Event summary combining transcript, slides, and related documents.

Logotype for Fox Factory Holding Corp

Q3 2024 earnings summary

17 Jan, 2026

Executive summary

  • Q3 2024 net sales reached $359.1M, up 8.5% year-over-year and 3.1% sequentially, driven by strong bike business growth and the Marucci acquisition, but offset by product mix shifts and industry headwinds.

  • Net income for Q3 2024 was $4.8M ($0.11 per diluted share), down 86.4% from $35.3M ($0.83 per share) last year, primarily due to increased operating expenses and interest costs.

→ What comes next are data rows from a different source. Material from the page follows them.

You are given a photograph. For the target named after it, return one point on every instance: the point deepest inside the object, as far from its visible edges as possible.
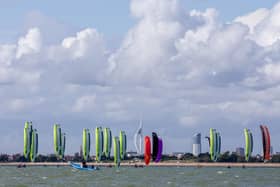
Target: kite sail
(155, 146)
(98, 143)
(123, 144)
(27, 139)
(86, 144)
(215, 144)
(248, 144)
(138, 137)
(107, 142)
(266, 142)
(117, 159)
(147, 154)
(159, 153)
(34, 145)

  • Results landed at the lower end of guidance due to OEM partners reducing forecasts amid macroeconomic uncertainty and discretionary spending declines.

  • Strategic actions included cost reductions, plant closure, inventory optimization, and four key initiatives: footprint simplification, portfolio rationalization, inventory reduction, and cost control, targeting over $25M in annualized savings.

  • Aftermarket channels showed continued growth and resilience despite broader market pressures.

Financial highlights

  • Gross margin for Q3 2024 was 29.9%, down from 32.4% last year; adjusted gross margin was 29.9% vs. 33.2%.

  • Operating expenses rose to $88.7M (24.7% of sales), mainly due to Marucci acquisition and higher R&D and amortization costs.

  • Adjusted EBITDA was $42M (11.7% margin), down from $63.7M (19.2% margin) last year.

  • Interest expense increased to $14.2M in Q3 2024, up from $3.5M last year, reflecting higher debt and rates.

  • Cash flow from operations for the nine months was $50.1M, down from $126.7M in the prior year.

Outlook and guidance

  • Full-year 2024 sales expected between $1.341B and $1.381B; adjusted EPS between $1.27 and $1.42; Q4 2024 sales projected at $300M–$340M, with adjusted EPS of $0.25–$0.40.

  • 2025 expected to remain challenging for OEM-driven segments; AAG and Marucci anticipated to show growth.

  • Full-year adjusted tax rate projected at 15% to 18%.

  • Management expects continued headwinds from higher interest rates, inventory recalibration, and macroeconomic uncertainty.

  • Cost containment and operational efficiency remain priorities to offset margin pressures.